Совсем по-другому повлиял на Амаду распад Советского Союза. Об этом можно судить по книге его воспоминаний «Каботажное плаванье». В Бразилии книга вышла в 1992 году. У нас отрывки из неё публиковались с 1994 года в «Латинской Америке», «Огоньке» и «Иностранной литературе». Отдельным изданием, хотя и в сокращённом виде, «Каботажное плаванье» вышло в издательстве «Вагриус» в 1999 году. Вот эта книга действительно может поставить в тупик поклонников таланта великого бразильца. Раньше мы знали другого Амаду – романтика и мудреца, автора изящной и ироничной прозы. В «Каботажном плаванье» перед нами предстал циник и пошляк. Когда Амаду был настоящим: в «Каботажном плаванье» или во всех своих предыдущих книгах? Возможно, этот вопрос так бы и остался без ответа, если бы двумя годами ранее не была издана книга Алис Райяр «Беседы с Жоржи Амаду»[24], где мы видим родного нам, прежнего Амаду. Что же произошло за эти два года, разделяющих «Беседы» и «Каботажное плаванье»? Что заставило Жоржи играть (без особого успеха) несвойственную ему роль? Объяснение одно – крах Советского Союза. Жоржи Амаду, как и все бразильцы, не отличался патологическим постоянством. Но с нашей страной его связывали действительно неразрывные узы. Он был совсем юным, пылким и впечатлительным, когда любовь к СССР запала в его душу. И как бы позднее ни пытался Амаду выглядеть независимым, как бы ни сердился на нас, связь эта не прерывалась. И вдруг в 1991 году оказывается, что его любимая страна не просто пересела (если использовать метафору одного бразильского критика) в другой трамвай, но и едет в обратную сторону! И вот он лихорадочно пытается догнать новую Россию, прерывает работу над очередным романом и пишет «Каботажное плаванье», хотя всего лишь два года назад, в беседе с французской журналисткой, уверял, что не собирается писать воспоминания, чтобы не переоценивать свою жизнь.

Но поезд, или в данном случае трамвай, уже ушёл. Если бы книга была напечатана в 1974 году, она произвела бы фурор. Но к 1994 году, когда впервые были опубликованы отрывки из книги воспоминаний, Россия уже устала от разоблачений сталинизма, а в 1999-м, когда книга вышла отдельным изданием, пожалуй, была бы не против «реставрации». В общем, тираж в 5 тысяч экземпляров долго стоял на полках книжных магазинов.
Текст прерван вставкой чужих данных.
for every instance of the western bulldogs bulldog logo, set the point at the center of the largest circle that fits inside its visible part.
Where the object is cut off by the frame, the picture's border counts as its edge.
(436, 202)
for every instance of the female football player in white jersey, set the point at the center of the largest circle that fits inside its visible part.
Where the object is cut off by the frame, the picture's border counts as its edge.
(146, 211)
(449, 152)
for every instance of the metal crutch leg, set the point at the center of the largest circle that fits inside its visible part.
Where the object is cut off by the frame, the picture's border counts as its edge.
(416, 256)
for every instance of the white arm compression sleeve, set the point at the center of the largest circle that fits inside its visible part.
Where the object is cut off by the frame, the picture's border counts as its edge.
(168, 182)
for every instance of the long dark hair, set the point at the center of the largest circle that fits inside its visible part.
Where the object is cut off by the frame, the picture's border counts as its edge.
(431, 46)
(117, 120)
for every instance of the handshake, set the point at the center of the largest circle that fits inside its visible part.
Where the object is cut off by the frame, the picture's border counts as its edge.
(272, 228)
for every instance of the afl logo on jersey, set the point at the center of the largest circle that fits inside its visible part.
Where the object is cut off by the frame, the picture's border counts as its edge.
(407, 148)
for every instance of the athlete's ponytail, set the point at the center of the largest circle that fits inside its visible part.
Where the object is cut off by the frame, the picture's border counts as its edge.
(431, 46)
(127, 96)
Распад Советского Союза трагически повлиял на творчество самого Амаду и на его популярность в России. В начале нового века резко падает тираж его книг. Если раньше тираж двести – пятьсот тысяч экземпляров был нормальным явлением, то теперь он уменьшился ровно в сто раз.
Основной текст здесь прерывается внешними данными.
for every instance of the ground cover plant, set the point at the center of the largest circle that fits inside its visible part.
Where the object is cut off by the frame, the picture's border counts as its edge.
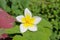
(48, 10)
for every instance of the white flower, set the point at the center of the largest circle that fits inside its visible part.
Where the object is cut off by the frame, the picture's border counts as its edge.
(28, 22)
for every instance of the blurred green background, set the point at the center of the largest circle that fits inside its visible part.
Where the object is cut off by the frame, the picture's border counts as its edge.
(49, 10)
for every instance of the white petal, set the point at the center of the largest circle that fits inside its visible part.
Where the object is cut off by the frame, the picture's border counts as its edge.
(27, 12)
(33, 28)
(22, 28)
(19, 18)
(37, 20)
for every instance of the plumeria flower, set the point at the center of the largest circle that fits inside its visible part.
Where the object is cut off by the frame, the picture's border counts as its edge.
(28, 21)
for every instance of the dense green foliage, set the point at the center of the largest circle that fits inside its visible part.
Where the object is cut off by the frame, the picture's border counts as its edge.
(49, 10)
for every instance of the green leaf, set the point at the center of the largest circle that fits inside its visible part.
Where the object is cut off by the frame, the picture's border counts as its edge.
(43, 33)
(15, 29)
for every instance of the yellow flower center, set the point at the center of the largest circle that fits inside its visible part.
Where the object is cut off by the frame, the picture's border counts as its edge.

Верю, однако, что время всё расставит по своим местам, отделит вечное от преходящего. Истинно талантливые оригинальные произведения искусства бессмертны, они не имеют срока давности и не выходят из моды, как туфли или юбки. Настоящая литература заставляет читателя размышлять о мире и о себе, лишает его душевного покоя, порождая вечные вопросы. Таково творчество Жоржи Амаду: мы любим или ненавидим его героев, восхищаемся или удивляемся им. Потом размышляем… о них, о себе. Задумываемся, как жить дальше. Герои Амаду не оставляют нас равнодушными, потому что они не схемы, не бледные тени, не ходульные персонажи. Это люди из плоти и крови. У каждого своя внешность, свой характер, своя жизнь и своя судьба. Никто никогда не спутает дону Флор с Габриэлой или Терезой Батистой, а Капрала Мартина с Педро Пулей. Амаду видел их вокруг себя, на улицах родной Баии, в гуще народной жизни, частью которой он был сам. Как живые предстают они перед читателем, и миллионы людей во всём мире плачут и смеются вместе с ними. И так будет, пока существует человечество.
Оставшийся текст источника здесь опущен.